The final 2010 Medicare physician fee schedule presents a mixed bag for hospitalists. As officials from the Centers for Medicare and Medicaid Services (CMS) warned, the update carries a hefty 21.2% fee schedule cut. Congressional action to avert that cut is expected, though wrangling over healthcare reform may force a stopgap measure to prevent the cuts from taking effect Jan. 1.

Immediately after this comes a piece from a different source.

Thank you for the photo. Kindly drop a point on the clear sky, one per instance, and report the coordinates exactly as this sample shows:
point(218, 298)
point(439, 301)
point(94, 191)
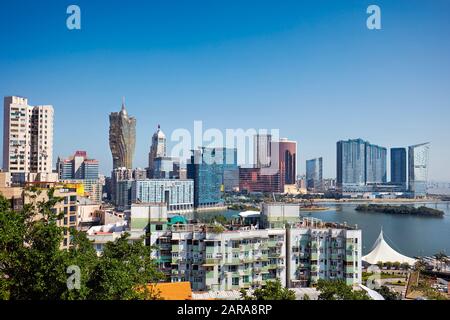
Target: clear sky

In a statement, Jonathan Blum, director of the CMS Center for Medicare Management, said the Obama administration is committed to repealing the sustainable growth rate formula that resulted in the substantial cut. In the meantime, he said, CMS is finalizing its proposal to drop physician-administered drugs from the definition of "physician services," which is used to formulate future fee updates. SHM has strongly supported both efforts and is calling on members to contact their legislators before a Nov. 16 vote.
Another huge change for hospitalists: The use of consultation codes has been discontinued, with the exception of codes related to telemedicine. In their place, healthcare providers must bill under initial hospital care, initial nursing facility care, or initial office visits. All transfers of care, for example, will now require billing under an initial visit code rather than a subsequent visit code. Consultation documentation requirements will no longer apply, though initial codes could be valued somewhat lower than similar consultation codes despite proposed adjustments to the relative value units (RVUs). Although bad for traditional consultations, some analysts see the net change as good for the comanagement of patients.
To help smooth the transition to this new coding system, SHM will be hosting a webinar, "Hot Topics in Evaluation and Management Coding," on Dec. 2.